Finally, I succeeded in deriving the relation, but without @Deane's timely help, I wouldn't have gone this far. I really owe him a lot. Thanks for everything.

Let's start from (3) and rewrite it as $$\begin{align} R_{ij}=&g^{k\ell}g\left(\underbrace{-\overline{\nabla}_{v_i}(\overline{\Gamma}_{kj}^\ell v_\ell)+\overline{\nabla}_{v_k}(\overline{\Gamma}_{ij}^\ell v_\ell)+c_{ik}^\ell\overline{\Gamma}_{\ell j}^m v_m}_\bullet,v_\ell\right)\\ &+g^{k\ell}g\left(-\nabla_{v_i}(W_{kj}^\ell v_\ell)-\overline{\Gamma}_{kj}^\ell W_{i\ell}^m v_m+\nabla_{v_k}(W_{ij}^\ell v_\ell)+\overline{\Gamma}_{ij}^\ell W_{k\ell}^m v_m+c_{ik}^\ell W_{\ell j}^m v_m,v_\ell\right). \end{align}$$ The first term on the right is none other than $\bar{R}_{ij}$! Indeed, if you follow @Deane's suggestion and observe that $$g^{k\ell}g(\bullet,v_\ell)=\delta_m^k\bullet^m=\bar{g}^{k\ell}\bar{g}(\bullet,v_\ell),$$ you will end up with $$R_{ij}=\bar{R}_{ij}+g^{k\ell}g\left(-\nabla_{v_i}(W_{kj}^\ell v_\ell)-\overline{\Gamma}_{kj}^\ell W_{i\ell}^m v_m+\nabla_{v_k}(W_{ij}^\ell v_\ell)+\overline{\Gamma}_{ij}^\ell W_{k\ell}^m v_m+c_{ik}^\ell W_{\ell j}^m v_m,v_\ell\right)!$$ And the proof will be complete if we show that $$\begin{align} &g^{k\ell}g\left(-\nabla_{v_i}(W_{kj}^\ell v_\ell)-\overline{\Gamma}_{kj}^\ell W_{i\ell}^m v_m+\nabla_{v_k}(W_{ij}^\ell v_\ell)+\overline{\Gamma}_{ij}^\ell W_{k\ell}^m v_m+c_{ik}^\ell W_{\ell j}^m v_m,v_\ell\right)\\ &=(\overline{\nabla}_k W_{ij}^k-\overline{\nabla}_j W_{ki}^k)+(W_{k\ell}^k W_{ij}^\ell-W_{j\ell}^k W_{ik}^\ell).\tag{4} \end{align}$$ The RHS of (4) is, by definition, $$\begin{align} &v_k(W_{ij}^k)+W_{ij}^\ell\overline{\Gamma}_{k\ell}^k-W_{\ell j}^k\overline{\Gamma}_{ki}^\ell-W_{i\ell}^k\overline{\Gamma}_{kj}^\ell\color{red}{-v_j(W_{ik}^k)}-W_{ik}^\ell\overline{\Gamma}_{j\ell}^k\\ &+W_{\ell k}^k\overline{\Gamma}_{ji}^\ell+W_{i\ell}^k\overline{\Gamma}_{jk}^\ell+W_{k\ell}^k W_{ij}^\ell-W_{j\ell}^k W_{ik}^\ell.\tag{5} \end{align}$$ For the record, sometimes I write $W_{ij}^k$ in place of $W_{ji}^k$ since the components of $W$ can be proved to be symmetric w.r.t. their lower indices.

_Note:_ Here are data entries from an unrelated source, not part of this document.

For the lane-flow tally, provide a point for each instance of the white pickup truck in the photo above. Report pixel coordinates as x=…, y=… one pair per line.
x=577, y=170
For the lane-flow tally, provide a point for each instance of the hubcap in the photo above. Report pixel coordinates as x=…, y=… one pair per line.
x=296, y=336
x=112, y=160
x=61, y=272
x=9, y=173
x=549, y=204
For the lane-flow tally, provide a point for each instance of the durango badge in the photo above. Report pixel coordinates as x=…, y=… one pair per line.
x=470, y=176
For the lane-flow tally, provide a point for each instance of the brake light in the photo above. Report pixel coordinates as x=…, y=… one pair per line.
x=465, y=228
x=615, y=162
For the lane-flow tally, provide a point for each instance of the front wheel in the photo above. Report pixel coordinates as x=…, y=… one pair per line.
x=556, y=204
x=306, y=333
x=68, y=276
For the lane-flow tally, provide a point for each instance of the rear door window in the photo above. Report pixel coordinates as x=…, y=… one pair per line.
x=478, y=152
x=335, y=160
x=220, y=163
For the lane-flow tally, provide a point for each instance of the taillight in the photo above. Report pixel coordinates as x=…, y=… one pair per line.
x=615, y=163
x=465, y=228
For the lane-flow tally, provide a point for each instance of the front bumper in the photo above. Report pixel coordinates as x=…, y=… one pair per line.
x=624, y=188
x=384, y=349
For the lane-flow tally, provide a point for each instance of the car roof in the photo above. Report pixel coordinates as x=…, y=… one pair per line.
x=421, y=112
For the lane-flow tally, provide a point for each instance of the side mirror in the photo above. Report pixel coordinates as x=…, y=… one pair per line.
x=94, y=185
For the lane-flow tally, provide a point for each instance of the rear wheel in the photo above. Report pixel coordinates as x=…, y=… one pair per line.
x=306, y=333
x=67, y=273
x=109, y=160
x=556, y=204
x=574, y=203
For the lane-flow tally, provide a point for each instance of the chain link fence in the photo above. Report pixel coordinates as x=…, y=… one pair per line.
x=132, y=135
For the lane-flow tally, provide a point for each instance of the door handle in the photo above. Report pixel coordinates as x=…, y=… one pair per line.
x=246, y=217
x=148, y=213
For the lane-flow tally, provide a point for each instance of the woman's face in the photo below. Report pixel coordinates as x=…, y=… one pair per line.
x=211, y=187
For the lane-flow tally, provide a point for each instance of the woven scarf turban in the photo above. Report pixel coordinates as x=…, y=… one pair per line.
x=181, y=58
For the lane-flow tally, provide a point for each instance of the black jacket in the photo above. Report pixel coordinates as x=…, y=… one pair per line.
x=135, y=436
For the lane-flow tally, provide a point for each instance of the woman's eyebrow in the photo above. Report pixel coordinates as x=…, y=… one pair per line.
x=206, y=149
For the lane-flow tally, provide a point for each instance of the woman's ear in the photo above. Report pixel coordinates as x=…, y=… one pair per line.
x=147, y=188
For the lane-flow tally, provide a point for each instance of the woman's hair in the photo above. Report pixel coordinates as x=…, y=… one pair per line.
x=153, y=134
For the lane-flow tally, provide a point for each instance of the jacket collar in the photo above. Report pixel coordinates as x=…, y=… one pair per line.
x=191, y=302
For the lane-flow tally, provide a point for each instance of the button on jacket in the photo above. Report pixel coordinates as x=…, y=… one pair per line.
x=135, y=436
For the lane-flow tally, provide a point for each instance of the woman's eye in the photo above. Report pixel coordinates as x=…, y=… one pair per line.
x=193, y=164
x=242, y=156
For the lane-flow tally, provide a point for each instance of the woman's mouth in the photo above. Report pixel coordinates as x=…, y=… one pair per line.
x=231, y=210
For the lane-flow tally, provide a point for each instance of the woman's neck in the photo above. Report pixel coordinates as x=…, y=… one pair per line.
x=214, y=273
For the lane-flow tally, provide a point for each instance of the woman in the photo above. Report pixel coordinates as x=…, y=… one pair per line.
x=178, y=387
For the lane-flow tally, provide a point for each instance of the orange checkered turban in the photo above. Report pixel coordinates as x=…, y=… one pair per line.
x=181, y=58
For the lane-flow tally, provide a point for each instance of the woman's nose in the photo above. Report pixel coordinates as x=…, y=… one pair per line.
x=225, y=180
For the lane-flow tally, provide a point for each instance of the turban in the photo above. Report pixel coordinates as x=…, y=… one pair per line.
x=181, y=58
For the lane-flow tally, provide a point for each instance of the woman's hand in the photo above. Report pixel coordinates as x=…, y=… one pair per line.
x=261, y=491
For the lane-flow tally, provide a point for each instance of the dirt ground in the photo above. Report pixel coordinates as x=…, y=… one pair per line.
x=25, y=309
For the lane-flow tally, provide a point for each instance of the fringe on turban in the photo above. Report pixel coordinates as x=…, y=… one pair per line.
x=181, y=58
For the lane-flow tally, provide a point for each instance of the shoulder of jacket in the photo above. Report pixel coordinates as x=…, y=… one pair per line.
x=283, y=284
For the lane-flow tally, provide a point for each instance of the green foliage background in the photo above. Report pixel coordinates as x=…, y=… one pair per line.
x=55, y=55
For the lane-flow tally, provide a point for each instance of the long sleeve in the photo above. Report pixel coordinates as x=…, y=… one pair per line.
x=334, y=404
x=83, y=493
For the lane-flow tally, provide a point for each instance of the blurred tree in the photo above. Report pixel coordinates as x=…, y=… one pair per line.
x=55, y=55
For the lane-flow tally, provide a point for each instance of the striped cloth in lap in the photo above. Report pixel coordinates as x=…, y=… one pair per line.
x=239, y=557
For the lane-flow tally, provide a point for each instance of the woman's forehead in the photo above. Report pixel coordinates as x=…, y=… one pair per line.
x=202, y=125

Up next, we expand the LHS of (4) to get $$-\overline{\Gamma}_{kj}^\ell W_{i\ell}^k+\overline{\Gamma}_{ij}^\ell W_{k\ell}^k+c_{ik}^\ell W_{\ell j}^k\color{red}{-v_i(W_{kj}^k)}-W_{kj}^\ell\Gamma_{i\ell}^k+v_k(W_{ij}^k)+W_{ij}^\ell\Gamma_{k\ell}^k.$$ Since $-v_i(W_{kj}^k)$ differs from $-v_j(W_{ik}^k)$, continuing the process may lead to a dead end. Luckily, we can switch the roles of $i$ and $j$ by observing that $$\begin{align} R_{ij}&=R_{ji}\\ &=\bar{R}_{ji}-\ldots\\ &=\bar{R}_{ij}-\overline{\Gamma}_{ki}^\ell W_{j\ell}^k+\overline{\Gamma}_{ji}^\ell W_{k\ell}^k+c_{jk}^\ell W_{\ell i}^k-v_j(W_{ik}^k)-W_{ki}^\ell\Gamma_{j\ell}^k+v_k(W_{ij}^k)+W_{ji}^\ell\Gamma_{k\ell}^k. \end{align}$$ After comparing it to (5), we know the job can be done by showing that $$\begin{align} c_{jk}^\ell W_{\ell i}^k-W_{ki}^\ell\Gamma_{j\ell}^k+W_{ji}^\ell\Gamma_{k\ell}^k=&W_{ij}^\ell\overline{\Gamma}_{k\ell}^k-W_{i\ell}^k\overline{\Gamma}_{kj}^\ell-W_{ik}^\ell\overline{\Gamma}_{j\ell}^k\\ &+W_{i\ell}^k\overline{\Gamma}_{jk}^\ell+W_{k\ell}^k W_{ij}^\ell-W_{j\ell}^k W_{ik}^\ell. \end{align}$$ And that is simply an exercise of $c_{jk}^\ell=\overline{\Gamma}_{jk}^\ell-\overline{\Gamma}_{kj}^\ell$ (Homework!) and $\Gamma_{j\ell}^k=W_{j\ell}^k+\overline{\Gamma}_{j\ell}^k$. Done!